Two out runs are painful, aren’t they? You can see the finish line just inches away and then it all starts to fall apart. As a fan, it is certainly frustrating to watch.

When we objectively analyze statistics, though, we need to separate our emotions from the conclusions we are trying to reach. Is a two-out run really worse than a run scored with zero outs or one out? It feels different, but it holds no extra weight.

But Matty also suggests that pitchers have a legitimate skill in preventing those two-out runs. As with other concepts such as clutch hitting and lineup protection, there hasn’t been any evidence that points to this phenomenon existing. Furthermore, one needs to think about the quality of the data that would be involved in such a study.

If you click here, you will be directed to the portion of Roy Halladay’s splits that portrays his performance based on the number of outs in an inning. It just so happens that Halladay performs best when there are two outs. We need to ask ourselves many questions here, the first of which is, “Is it meaningful?”

Converting Halladay’s performance in the various out-states into wOBA, we come up with .314 with no outs, .293 with one out, and .290 with two outs. The National League average wOBA for the respective out-states is .321, .317, and .303. Converting Halladay’s wOBA into runs, Halladay has been 21 runs above average with no outs (3,493 PA), 67 runs above average with one out (3,213 PA), and 35 runs above average with two outs (3,086 PA). If we prorate that to 300 PA (generally how many PA a pitcher has in each situation in a given season), Halladay is 1.8, 6.3, and 3.4 runs above average, respectively.
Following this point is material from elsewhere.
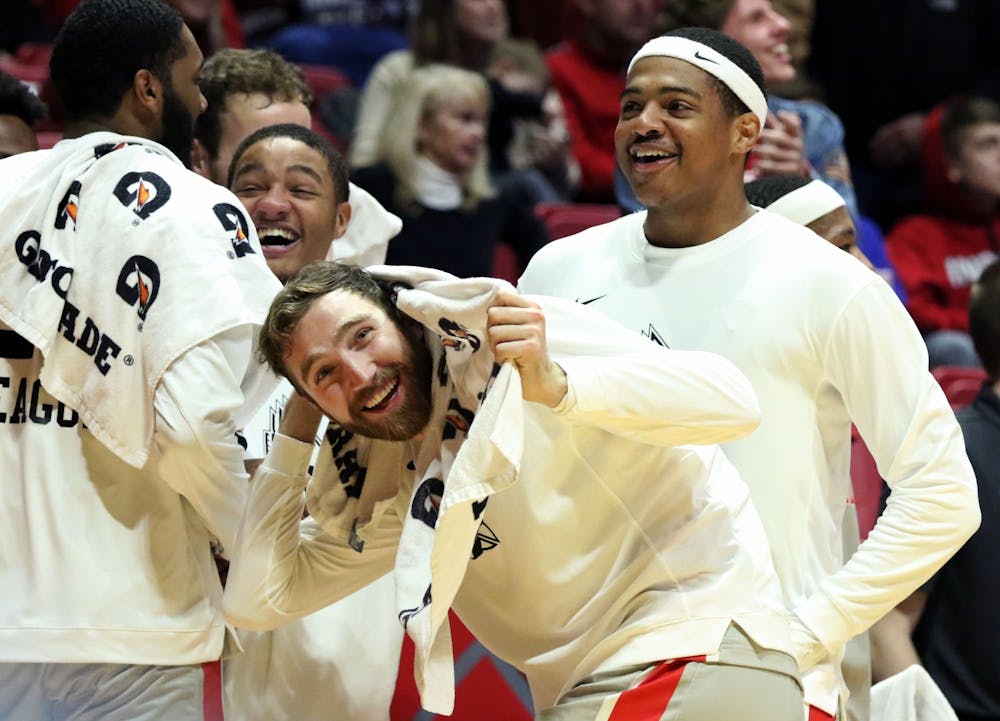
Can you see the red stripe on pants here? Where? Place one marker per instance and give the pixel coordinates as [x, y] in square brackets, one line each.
[648, 700]
[816, 714]
[212, 691]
No matter which way you slice it, Halladay’s performance with two outs is not meaningful in any way. Cliff Lee has a similar split, as does Roy Oswalt. If you can think of a starting pitcher that is significantly better with two outs than with zero outs or one out, I would be glad to take a look (assuming we are dealing with an appropriately-sized sample), but at least as it pertains to the Phillies, no one gains or loses effectiveness based on the number of outs in the inning.
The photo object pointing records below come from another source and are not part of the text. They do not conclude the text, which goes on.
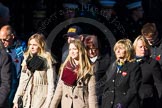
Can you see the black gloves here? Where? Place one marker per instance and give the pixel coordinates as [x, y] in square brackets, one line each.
[36, 63]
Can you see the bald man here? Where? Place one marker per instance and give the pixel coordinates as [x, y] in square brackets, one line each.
[15, 48]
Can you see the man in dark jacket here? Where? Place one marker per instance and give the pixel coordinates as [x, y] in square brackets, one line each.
[5, 76]
[15, 48]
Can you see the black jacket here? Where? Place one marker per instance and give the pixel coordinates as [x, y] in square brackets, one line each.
[151, 79]
[122, 87]
[5, 77]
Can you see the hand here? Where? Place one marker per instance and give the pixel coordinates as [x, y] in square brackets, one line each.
[15, 105]
[36, 63]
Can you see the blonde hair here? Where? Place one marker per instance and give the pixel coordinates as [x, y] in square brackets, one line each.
[127, 45]
[145, 42]
[149, 29]
[84, 64]
[39, 38]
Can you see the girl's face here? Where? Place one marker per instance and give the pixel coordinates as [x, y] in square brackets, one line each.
[33, 46]
[141, 49]
[120, 52]
[73, 51]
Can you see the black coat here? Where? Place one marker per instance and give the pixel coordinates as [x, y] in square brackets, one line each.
[122, 87]
[151, 85]
[5, 77]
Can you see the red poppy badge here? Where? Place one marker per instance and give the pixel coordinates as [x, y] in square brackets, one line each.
[124, 74]
[158, 57]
Additionally, there will be various forms of selection bias at play, which affects the reliability of the data:

  • Veteran pitchers tend to finish innings (meaning they are prone to more one- and two-out situations than younger pitchers)
  • Pitchers with good reputations tend to finish innings (semi-related to the above)
  • Pitchers that are currently pitching poorly are less likely to get further outs (due to their own incompetence or the manager’s refusal to let them pitch further)
  • Pitchers with better defenses will face more one- and two-out situations
  • National League pitchers will face more one- and two-out situations due to the lack of a DH and the presence of the pitcher in the lineup, as well as the increased use of sacrifice bunting
  • For relievers, some tend to start innings while others tend to come in with runners on base and, if they’re lucky, one or two outs already recorded.

More reasons for selection bias abound, almost all of them need to be considered before taking the data at face value.

Finally, as the above chart illustrates, the Phillies really aren’t any worse on the whole than other teams with two outs. Their .672 OPS allowed with no outs ranks 13th out of 16 (NL average is .729); their .652 OPS allowed with one out ranks 14th out of 16 (NL average is .717); and their .679 OPS with two outs ranks 9th out of 16 (NL average is .681). The standard deviation on the OPS allowed ranges from about .040 to .060. So, the most certain thing you can say about the Phillies’ performance is that their true talent level with two outs is somewhere between .640 to .710. And that’s just the lazy way to get a feel for the talent range.

All of the above really just tells us that you can’t draw any conclusions about talent based on out-state, especially for individual players in individual seasons. If players do have a legitimate skill that makes them better or worse based specifically on the number of outs in an inning, then we need to see evidence for that. Given our current data, we cannot yet draw any conclusions other than fail to reject our null hypothesis, which is that there is no discernible difference between our various sets of data.